Anton Chekhov (Playwright, 1860-1904) is one of the great writers of the modern period, famous and influential as a playwright and short story writer. Born in the provincial town of Taganrog, the grandson of a serf and son of a shopkeeper who fled to Moscow to escape creditors, Chekhov began writing while still a student in medical school, publishing humorous sketches and anecdotes to help support his family. Upon graduation, writing became his main interest and occupation, although he practiced medicine his entire life.
Chekhov’s earliest plays were short sketches, such as The Bear (1888) and The Wedding (1889), now considered comic masterpieces. With the encouragement of his editors and other writers, Chekhov began to aspire to more serious work, largely focused on short stories. He published over 500 stories in his lifetime, including the often-anthologized “The Lady with the Little Dog.” His early attempts at drama met with failure, but drew the attention of Vladimir Nemirovich-Danchenko and Constantin Stanislavski, the directors of the Moscow Art Theater. They revived The Seagull in 1898 and premiered Uncle Vanya (1899), Three Sisters (1901), and The Cherry Orchard (1904). His work found a home at the theater and helped lay the foundation for the international reputation of the Moscow Art Theater and of Stanislavki, whose theories of acting, which emphasize naturalism and ensemble, revolutionized twentieth-century theater.

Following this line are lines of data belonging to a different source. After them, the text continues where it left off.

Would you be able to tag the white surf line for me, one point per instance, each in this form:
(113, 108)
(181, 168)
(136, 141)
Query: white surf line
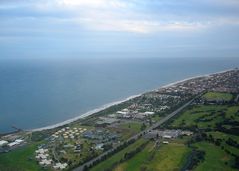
(91, 112)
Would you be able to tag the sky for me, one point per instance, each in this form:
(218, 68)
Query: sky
(118, 28)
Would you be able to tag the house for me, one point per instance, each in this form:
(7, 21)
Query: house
(3, 142)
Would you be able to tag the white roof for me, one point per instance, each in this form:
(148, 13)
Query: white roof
(3, 142)
(12, 144)
(19, 140)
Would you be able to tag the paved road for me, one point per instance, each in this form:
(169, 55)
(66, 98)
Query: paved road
(166, 118)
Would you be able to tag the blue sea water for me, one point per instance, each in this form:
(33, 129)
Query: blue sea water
(37, 93)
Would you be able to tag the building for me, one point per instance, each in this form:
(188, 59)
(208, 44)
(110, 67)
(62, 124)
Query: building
(3, 142)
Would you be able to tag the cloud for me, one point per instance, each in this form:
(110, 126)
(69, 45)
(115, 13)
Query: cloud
(139, 16)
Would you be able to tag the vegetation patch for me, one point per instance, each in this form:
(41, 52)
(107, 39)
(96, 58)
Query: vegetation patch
(218, 96)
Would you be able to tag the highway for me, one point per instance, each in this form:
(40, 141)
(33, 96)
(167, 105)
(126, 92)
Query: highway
(135, 137)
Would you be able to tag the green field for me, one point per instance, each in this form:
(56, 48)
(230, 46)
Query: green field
(203, 116)
(215, 158)
(211, 96)
(165, 157)
(206, 116)
(21, 159)
(138, 160)
(107, 164)
(128, 129)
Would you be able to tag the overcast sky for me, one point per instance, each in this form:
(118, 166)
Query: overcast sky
(158, 28)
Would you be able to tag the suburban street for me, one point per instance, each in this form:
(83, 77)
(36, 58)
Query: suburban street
(135, 137)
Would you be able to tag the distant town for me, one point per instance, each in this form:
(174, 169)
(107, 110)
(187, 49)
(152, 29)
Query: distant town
(184, 120)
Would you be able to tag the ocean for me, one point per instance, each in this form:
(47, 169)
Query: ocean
(41, 92)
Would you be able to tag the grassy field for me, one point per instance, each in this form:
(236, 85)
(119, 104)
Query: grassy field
(215, 158)
(206, 116)
(127, 129)
(166, 157)
(21, 159)
(224, 137)
(217, 96)
(203, 116)
(117, 156)
(133, 126)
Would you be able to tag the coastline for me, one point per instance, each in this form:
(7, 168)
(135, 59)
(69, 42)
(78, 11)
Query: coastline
(103, 107)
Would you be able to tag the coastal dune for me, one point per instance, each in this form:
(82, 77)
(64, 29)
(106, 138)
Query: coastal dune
(91, 112)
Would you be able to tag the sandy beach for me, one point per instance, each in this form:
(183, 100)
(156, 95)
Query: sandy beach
(91, 112)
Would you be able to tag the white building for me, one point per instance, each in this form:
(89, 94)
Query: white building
(3, 142)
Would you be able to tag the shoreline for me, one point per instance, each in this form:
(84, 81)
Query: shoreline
(103, 107)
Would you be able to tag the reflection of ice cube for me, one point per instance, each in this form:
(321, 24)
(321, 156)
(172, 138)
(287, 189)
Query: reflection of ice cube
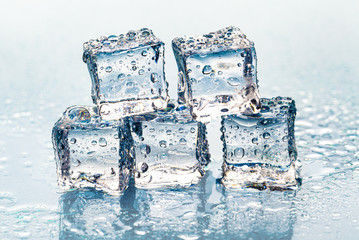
(217, 73)
(127, 73)
(87, 151)
(170, 148)
(260, 215)
(168, 214)
(95, 215)
(260, 149)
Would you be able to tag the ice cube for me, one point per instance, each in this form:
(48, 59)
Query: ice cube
(127, 73)
(170, 148)
(260, 150)
(217, 73)
(87, 151)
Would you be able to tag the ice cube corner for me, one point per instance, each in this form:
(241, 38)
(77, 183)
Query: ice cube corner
(127, 73)
(170, 148)
(217, 73)
(87, 151)
(260, 150)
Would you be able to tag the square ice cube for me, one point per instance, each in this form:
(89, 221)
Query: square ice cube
(259, 150)
(127, 73)
(170, 148)
(217, 73)
(87, 151)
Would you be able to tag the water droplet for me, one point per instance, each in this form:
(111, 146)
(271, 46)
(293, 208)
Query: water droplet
(183, 141)
(145, 149)
(144, 167)
(154, 77)
(102, 142)
(91, 153)
(257, 152)
(121, 76)
(207, 69)
(233, 81)
(80, 114)
(266, 135)
(239, 152)
(163, 144)
(108, 69)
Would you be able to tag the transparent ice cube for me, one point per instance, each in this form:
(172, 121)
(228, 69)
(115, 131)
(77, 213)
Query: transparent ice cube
(260, 150)
(170, 148)
(87, 151)
(127, 73)
(217, 73)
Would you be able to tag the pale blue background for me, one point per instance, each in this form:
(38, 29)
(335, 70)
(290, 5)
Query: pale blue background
(306, 49)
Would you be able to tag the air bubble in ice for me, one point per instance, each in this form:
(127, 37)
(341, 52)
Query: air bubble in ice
(207, 69)
(239, 152)
(102, 142)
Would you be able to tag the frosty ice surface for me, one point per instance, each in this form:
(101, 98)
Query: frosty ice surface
(217, 73)
(87, 151)
(260, 150)
(127, 73)
(170, 148)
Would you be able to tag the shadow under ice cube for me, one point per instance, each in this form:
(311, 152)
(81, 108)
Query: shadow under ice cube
(127, 73)
(259, 150)
(170, 148)
(87, 151)
(217, 73)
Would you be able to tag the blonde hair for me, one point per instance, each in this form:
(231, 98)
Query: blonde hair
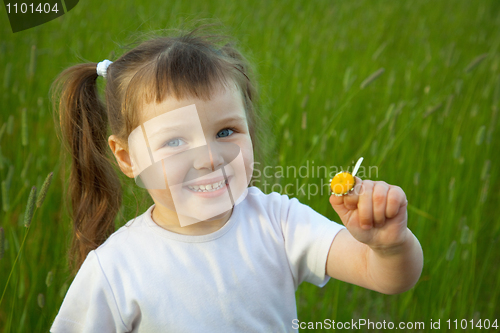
(188, 64)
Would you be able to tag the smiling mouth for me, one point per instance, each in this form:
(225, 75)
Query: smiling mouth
(208, 187)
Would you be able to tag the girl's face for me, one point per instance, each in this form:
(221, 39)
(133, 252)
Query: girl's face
(194, 157)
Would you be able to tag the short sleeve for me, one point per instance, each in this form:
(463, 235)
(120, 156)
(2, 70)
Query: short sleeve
(308, 236)
(89, 304)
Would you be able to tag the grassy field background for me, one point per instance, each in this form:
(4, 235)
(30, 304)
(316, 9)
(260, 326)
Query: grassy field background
(429, 123)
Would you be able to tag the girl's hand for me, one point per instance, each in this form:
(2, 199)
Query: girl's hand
(374, 213)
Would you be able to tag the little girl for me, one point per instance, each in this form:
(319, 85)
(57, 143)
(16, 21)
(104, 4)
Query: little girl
(212, 253)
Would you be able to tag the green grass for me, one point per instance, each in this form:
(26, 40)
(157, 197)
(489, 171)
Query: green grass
(429, 123)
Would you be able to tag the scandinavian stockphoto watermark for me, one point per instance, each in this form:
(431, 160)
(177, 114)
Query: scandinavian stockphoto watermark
(307, 180)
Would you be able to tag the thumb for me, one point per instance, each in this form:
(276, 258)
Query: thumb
(338, 205)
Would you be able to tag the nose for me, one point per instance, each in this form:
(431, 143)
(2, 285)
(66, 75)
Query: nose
(210, 159)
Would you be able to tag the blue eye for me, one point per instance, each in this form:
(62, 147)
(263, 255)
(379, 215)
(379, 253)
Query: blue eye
(174, 143)
(225, 133)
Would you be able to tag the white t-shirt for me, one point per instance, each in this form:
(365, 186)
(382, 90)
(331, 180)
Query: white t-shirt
(240, 278)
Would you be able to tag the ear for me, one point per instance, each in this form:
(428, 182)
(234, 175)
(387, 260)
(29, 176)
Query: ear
(122, 156)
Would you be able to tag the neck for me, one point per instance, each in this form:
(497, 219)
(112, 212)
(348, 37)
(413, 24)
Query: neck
(168, 220)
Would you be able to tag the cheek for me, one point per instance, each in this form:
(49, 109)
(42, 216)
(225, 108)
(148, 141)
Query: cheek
(246, 149)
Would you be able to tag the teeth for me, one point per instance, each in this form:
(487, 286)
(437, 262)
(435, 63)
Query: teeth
(208, 187)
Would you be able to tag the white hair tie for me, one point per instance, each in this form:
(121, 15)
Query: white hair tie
(102, 67)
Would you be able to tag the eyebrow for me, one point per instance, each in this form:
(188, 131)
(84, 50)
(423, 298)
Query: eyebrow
(232, 118)
(162, 131)
(235, 118)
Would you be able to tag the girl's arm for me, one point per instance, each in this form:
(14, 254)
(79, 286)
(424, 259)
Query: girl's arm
(377, 251)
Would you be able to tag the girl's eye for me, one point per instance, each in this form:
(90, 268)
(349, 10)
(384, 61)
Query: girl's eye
(174, 143)
(225, 132)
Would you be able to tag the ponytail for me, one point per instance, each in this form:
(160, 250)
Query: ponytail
(94, 187)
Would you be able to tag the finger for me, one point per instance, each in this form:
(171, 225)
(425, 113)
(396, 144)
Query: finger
(396, 198)
(365, 206)
(338, 205)
(380, 191)
(352, 198)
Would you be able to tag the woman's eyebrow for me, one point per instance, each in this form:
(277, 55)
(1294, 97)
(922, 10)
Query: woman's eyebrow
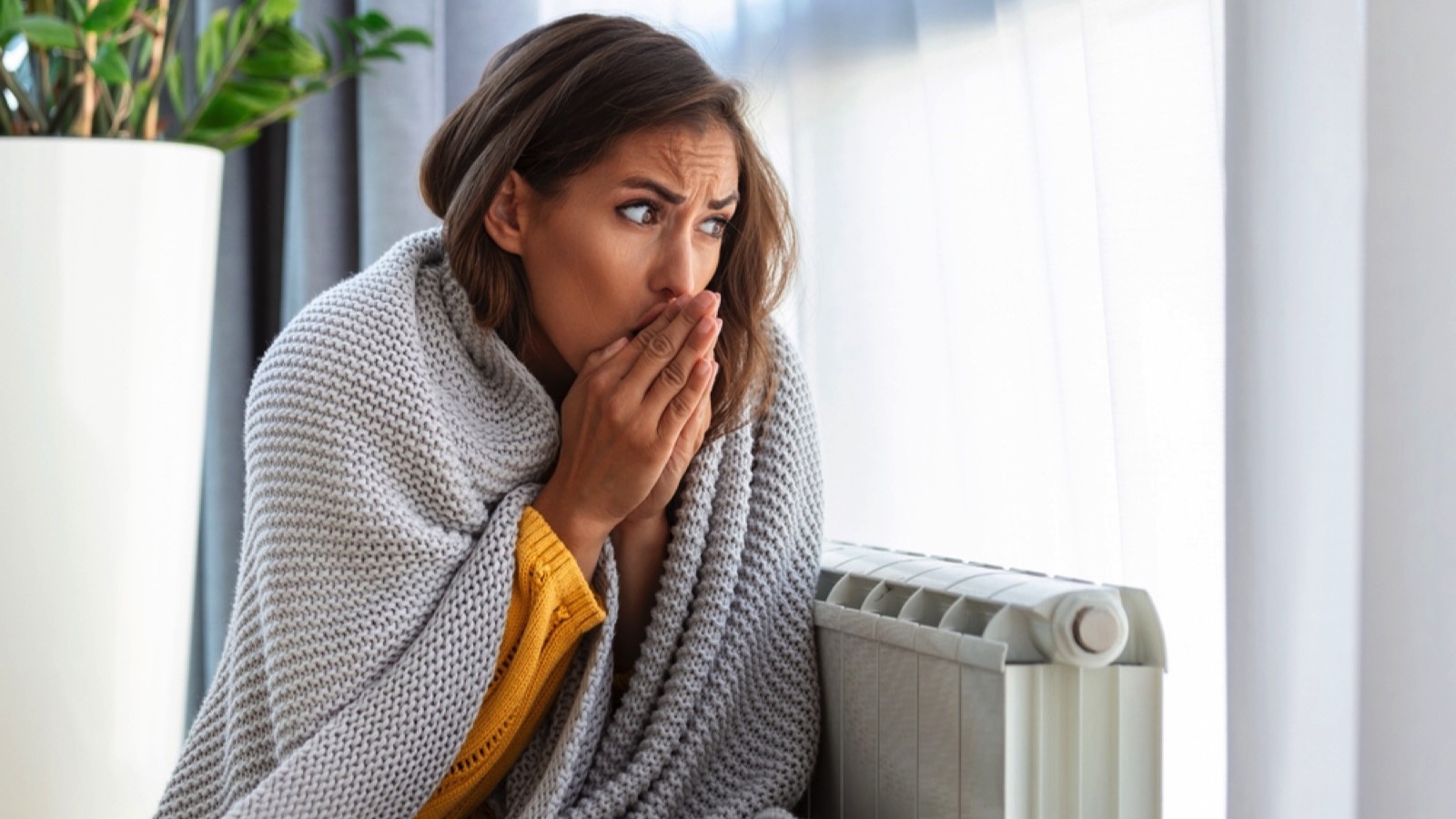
(672, 197)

At the age of 24, Chekhov suffered his first lung hemorrhage, caused by tuberculosis, a disease that required repeated periods of convalescence and was incurable, bringing an early death. As a physician, Chekhov knew his fate, but he did not get diagnosed or treated for many years. In 1892, he began splitting his time between Moscow and his small country estate of Melikhovo, about 40 miles south of Moscow, where he lived with his family, planted trees, built schools and a clinic, and treated the local peasants. In 1897, he was finally persuaded to enter a sanitarium, and consequently moved to a villa he built in Yalta, whose climate was more suited to his declining health. In 1901, he married the actress Olga Knipper, a member of the Moscow Art Theater, and died in 1904 in the German spa town of Badenweiler.
Together with Henrik Ibsen and August Strindberg, Chekhov was instrumental in the development of modern drama. His contribution, so unique as to require the term “Chekhovian,” includes an emphasis on the detailed actions of daily life and the importance of subtext—unspoken emotions and motivations. His plays do not focus on the action, and there is no antagonist, finality or closure. Resisting the sensationalism and melodrama of his contemporaries, his tone is mildly ironic, and combines immensely comic moments with despondency, loneliness and other dark elements of the human condition. Chekhov’s characters surrender to life’s disappointments but do not give into despair. They experience the pain of self-recognition, question the meaning of human existence, but find solace, often in work. Chekhov’s influence can be seen in the later plays of George Bernard Shaw, such as Heartbreak House, and the work of Samuel Beckett.